Developing a Complex External DSL. Part 2.
Design and Development
Designing and developing any complex language is a big challenge. Even if you have a good idea of what you want out of a language, working out the details of a complex language can bend your mind. It seems like just about the time you think you’ve got all the language features identified and syntax worked out, your future user base (including yourself) thinks of something new. This is many times even more so the case than when designing a general purpose language.
Of course, like anything useful in our field, a language will undergo enhancement after enhancement over time. One thing we need to do is make sure that we can support those enhancements over time. The language design, therefore, needs to embrace change. Further, a good language design will make developing the language far easier.

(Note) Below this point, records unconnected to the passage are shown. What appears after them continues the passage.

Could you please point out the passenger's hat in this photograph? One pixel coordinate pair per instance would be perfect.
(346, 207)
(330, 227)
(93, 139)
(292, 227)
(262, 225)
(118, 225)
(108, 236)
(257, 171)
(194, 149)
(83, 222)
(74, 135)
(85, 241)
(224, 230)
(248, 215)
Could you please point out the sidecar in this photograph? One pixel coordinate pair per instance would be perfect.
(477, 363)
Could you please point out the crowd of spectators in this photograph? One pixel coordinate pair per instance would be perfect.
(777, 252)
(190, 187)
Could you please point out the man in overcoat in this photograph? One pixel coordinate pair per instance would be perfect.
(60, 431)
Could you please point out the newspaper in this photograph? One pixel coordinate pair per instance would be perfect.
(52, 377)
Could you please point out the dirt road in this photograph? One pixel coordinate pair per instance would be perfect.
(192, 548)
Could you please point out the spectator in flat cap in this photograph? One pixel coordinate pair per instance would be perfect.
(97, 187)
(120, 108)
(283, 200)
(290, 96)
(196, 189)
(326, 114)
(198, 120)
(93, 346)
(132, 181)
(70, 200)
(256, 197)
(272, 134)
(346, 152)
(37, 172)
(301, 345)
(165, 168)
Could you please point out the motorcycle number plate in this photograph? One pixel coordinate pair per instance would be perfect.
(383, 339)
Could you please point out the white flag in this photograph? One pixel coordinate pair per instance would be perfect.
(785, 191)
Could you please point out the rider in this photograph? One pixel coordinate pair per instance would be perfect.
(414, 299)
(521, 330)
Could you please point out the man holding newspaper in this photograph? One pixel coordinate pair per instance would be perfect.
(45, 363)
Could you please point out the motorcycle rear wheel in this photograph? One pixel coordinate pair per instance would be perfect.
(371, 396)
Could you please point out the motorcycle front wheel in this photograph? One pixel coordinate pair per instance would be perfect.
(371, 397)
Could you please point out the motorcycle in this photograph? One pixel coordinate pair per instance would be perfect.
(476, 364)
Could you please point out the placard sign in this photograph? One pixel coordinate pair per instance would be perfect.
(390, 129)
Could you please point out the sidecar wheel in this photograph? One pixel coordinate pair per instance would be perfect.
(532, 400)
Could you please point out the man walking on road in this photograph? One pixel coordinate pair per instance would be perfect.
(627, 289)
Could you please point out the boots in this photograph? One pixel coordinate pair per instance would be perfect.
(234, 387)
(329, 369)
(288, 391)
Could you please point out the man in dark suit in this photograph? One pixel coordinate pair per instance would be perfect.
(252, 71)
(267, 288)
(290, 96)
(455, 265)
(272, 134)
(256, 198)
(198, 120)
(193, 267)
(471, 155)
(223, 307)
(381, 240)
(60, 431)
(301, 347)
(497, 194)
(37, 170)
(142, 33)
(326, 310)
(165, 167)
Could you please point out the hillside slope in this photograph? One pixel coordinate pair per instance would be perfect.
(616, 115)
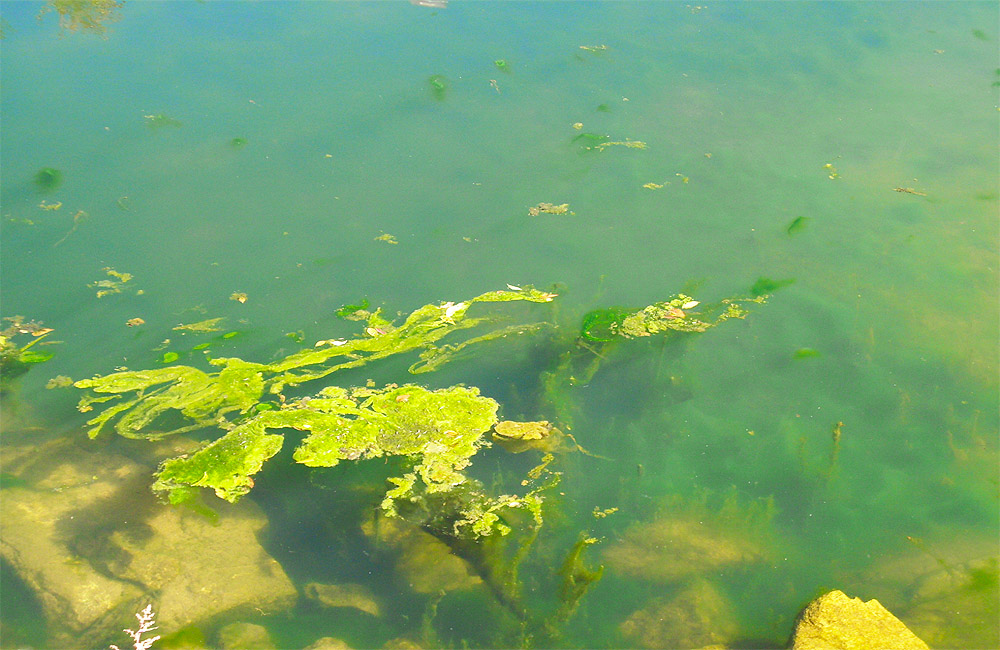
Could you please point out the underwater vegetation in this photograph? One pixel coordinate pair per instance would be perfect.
(428, 437)
(86, 15)
(797, 225)
(48, 179)
(17, 359)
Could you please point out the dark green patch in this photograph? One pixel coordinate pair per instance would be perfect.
(48, 179)
(601, 324)
(797, 225)
(764, 286)
(438, 86)
(348, 310)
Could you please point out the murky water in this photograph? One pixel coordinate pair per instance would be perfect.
(839, 156)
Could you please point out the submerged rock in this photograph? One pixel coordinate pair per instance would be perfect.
(676, 547)
(948, 587)
(85, 534)
(359, 597)
(328, 643)
(696, 617)
(835, 621)
(423, 560)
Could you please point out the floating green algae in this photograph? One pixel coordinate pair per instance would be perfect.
(203, 398)
(797, 225)
(430, 436)
(438, 86)
(15, 358)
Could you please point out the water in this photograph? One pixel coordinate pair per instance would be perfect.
(754, 115)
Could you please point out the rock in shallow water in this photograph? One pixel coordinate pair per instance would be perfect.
(835, 621)
(87, 536)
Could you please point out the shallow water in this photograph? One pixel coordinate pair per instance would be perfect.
(754, 114)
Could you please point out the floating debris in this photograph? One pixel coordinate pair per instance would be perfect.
(208, 325)
(159, 121)
(631, 144)
(48, 179)
(108, 287)
(549, 208)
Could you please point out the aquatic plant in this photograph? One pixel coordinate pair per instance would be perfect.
(429, 435)
(438, 86)
(16, 359)
(48, 179)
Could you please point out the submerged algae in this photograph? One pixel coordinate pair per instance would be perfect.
(438, 430)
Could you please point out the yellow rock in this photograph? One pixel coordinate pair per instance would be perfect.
(834, 621)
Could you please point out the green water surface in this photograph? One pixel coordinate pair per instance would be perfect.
(840, 156)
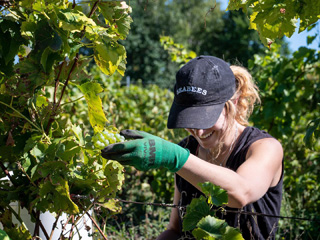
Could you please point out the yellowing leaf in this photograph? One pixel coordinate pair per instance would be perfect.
(73, 21)
(96, 115)
(109, 56)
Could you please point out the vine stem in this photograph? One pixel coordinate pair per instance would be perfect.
(40, 224)
(56, 106)
(97, 226)
(54, 225)
(21, 115)
(6, 172)
(72, 101)
(57, 83)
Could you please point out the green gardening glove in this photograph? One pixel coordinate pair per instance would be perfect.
(146, 152)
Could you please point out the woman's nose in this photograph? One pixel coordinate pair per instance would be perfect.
(198, 132)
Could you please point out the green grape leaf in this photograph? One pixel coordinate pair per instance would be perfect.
(79, 73)
(308, 13)
(4, 235)
(212, 228)
(108, 56)
(197, 209)
(217, 195)
(58, 190)
(117, 16)
(113, 205)
(78, 132)
(97, 117)
(311, 130)
(69, 151)
(114, 177)
(73, 21)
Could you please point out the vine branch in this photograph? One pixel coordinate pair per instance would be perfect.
(54, 225)
(6, 172)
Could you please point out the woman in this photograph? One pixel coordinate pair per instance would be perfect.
(213, 102)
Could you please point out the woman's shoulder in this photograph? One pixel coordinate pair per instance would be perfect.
(252, 134)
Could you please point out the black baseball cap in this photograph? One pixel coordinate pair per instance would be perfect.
(203, 86)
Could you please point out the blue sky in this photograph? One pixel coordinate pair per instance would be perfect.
(296, 40)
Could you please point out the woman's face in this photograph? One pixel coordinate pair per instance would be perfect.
(209, 138)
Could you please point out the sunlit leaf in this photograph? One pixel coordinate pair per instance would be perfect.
(197, 210)
(96, 115)
(217, 195)
(213, 228)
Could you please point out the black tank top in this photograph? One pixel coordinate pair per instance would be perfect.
(251, 226)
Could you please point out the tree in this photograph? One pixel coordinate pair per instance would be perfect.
(198, 25)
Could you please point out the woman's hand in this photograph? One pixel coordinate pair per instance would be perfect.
(146, 152)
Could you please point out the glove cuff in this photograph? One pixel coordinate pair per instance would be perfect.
(180, 160)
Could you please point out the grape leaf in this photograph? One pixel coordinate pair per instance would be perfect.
(97, 117)
(59, 193)
(73, 21)
(309, 13)
(217, 195)
(112, 204)
(197, 209)
(108, 56)
(212, 228)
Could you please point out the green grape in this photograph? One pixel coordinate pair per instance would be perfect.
(103, 139)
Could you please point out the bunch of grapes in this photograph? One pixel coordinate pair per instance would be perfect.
(103, 139)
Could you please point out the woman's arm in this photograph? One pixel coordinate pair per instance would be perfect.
(173, 229)
(261, 170)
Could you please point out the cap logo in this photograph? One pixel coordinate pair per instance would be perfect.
(191, 89)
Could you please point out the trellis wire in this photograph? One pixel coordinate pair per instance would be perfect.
(168, 205)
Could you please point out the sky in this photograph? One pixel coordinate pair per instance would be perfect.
(297, 39)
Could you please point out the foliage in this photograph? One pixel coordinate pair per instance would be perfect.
(200, 215)
(198, 25)
(47, 157)
(289, 112)
(177, 52)
(143, 108)
(274, 19)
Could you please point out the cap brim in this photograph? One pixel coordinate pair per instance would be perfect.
(196, 117)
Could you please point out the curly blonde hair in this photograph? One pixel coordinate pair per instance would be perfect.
(241, 105)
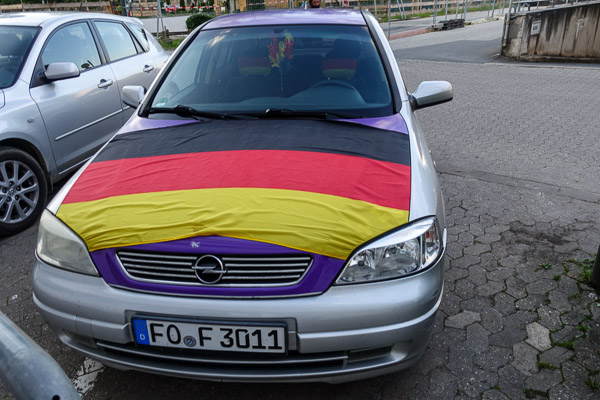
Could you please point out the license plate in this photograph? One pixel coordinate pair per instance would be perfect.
(210, 336)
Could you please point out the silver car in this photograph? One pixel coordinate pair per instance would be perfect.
(60, 80)
(271, 212)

I mention a wide range of language syntaxes in this section, including graphical and textual. However, I must limit my scope to just one syntax type in order to keep this article to a reasonable length. Thus, I have chosen to focus on textual DSLs. A textual DSL is easily understood, and is likely applicable even when a graphical DSL is in use (see why below).
Syntax Design For Now and Later
Fortunately most language designers don’t wake up in the morning and say “I’m going to create a language today, and I wonder what it will be.” If we are considering the development of a language we have a good idea why. This is important because if we really don’t have a clear vision for the language our resulting design will be just as weak. So an important first step in language design is to know a lot about what you want your language to do.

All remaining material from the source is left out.